Owen grimaced and pulled her closer to try to stifle her violent tendencies with a bear hug. He hugged her as hard as he could and debated leaning back to try to lift her off the ground as well. She struggled and hit him again although she wasn't really mad because he could hear her laughter muffled against his chest.

"Stop! Stop! Uncle!" She yanked on his shirt impatiently. "This smells like five-week-old shirt! It's torture!"

"Five and a half to be exact," Owen said a little evilly. "And I didn’t use deodorant half the time."

"No!" Keelin wailed, trying to push him away while still laughing. She struggled for a moment then suddenly gave up, leaning against him in exaggerated weakness as she spoke in a monotonous, faint voice. "Olfactory senses overloaded by massive stink... Cannot control muscles... Might... die..."

"What the hell is that?" Owen asked in amusement, loosening his hold. "Computer KK announcing a self-destruct sequence?"

"All life-loving human beings should vacate immediately," she intoned. "This package will self-destruct in five... four..."

Owen laughed and released her fully, taking the opportunity to ruffle her hair just before she got out of reach. She scrunched her face up and made a big show of wiping her nose and mouth with her shirt to get the smell off but she seemed happier. They had always been closer to each other than either of them was with their other siblings and he knew that she didn't feel right when they didn't get along.

"I think if anyone should cry Sibling Abuse, it's me." Owen stretched and grimaced at the mild pain in his back.

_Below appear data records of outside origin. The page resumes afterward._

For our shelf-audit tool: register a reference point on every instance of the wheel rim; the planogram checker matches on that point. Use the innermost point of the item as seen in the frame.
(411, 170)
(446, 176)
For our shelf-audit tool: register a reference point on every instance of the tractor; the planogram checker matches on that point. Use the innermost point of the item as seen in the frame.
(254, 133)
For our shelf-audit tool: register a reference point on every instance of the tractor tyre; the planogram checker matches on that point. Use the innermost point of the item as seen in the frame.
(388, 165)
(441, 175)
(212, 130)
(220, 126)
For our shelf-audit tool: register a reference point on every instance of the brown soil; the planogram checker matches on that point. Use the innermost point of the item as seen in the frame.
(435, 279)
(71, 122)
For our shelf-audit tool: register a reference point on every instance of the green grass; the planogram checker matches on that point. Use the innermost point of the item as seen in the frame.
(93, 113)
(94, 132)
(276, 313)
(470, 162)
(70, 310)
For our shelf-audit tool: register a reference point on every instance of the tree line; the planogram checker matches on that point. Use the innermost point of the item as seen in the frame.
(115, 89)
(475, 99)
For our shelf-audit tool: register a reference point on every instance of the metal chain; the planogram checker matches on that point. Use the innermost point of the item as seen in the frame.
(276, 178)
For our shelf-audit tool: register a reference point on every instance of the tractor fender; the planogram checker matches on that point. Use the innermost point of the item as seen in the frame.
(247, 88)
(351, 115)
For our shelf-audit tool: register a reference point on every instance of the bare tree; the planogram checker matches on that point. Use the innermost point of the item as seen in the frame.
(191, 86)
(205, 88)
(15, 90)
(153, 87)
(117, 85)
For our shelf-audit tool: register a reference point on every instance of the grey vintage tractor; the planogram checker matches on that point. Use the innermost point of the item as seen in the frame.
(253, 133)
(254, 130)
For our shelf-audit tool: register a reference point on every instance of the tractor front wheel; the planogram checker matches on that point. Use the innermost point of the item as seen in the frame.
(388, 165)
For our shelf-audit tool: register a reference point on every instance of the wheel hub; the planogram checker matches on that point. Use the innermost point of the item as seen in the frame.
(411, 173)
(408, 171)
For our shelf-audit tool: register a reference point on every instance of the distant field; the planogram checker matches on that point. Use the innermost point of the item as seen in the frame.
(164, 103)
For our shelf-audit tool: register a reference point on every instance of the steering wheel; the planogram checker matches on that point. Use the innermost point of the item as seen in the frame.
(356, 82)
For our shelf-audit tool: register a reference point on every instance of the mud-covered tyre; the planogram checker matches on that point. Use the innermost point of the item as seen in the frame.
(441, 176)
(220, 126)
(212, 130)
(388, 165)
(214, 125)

That was definitely going to leave a bruise.

Keelin was surprisingly strong for her size and equally feisty; she lived in an area of the city that was rather quickly on its way to becoming pretty rough but she didn't care. She had gotten involved in other peoples' business by attempting to stop bullies and muggings more times than Owen could count and, honestly, he sometimes wondered why she hadn't ever been seriously injured. Somehow she always managed to come out of the situation fine except once when she had broken her arm, although that was partially her just being clumsy.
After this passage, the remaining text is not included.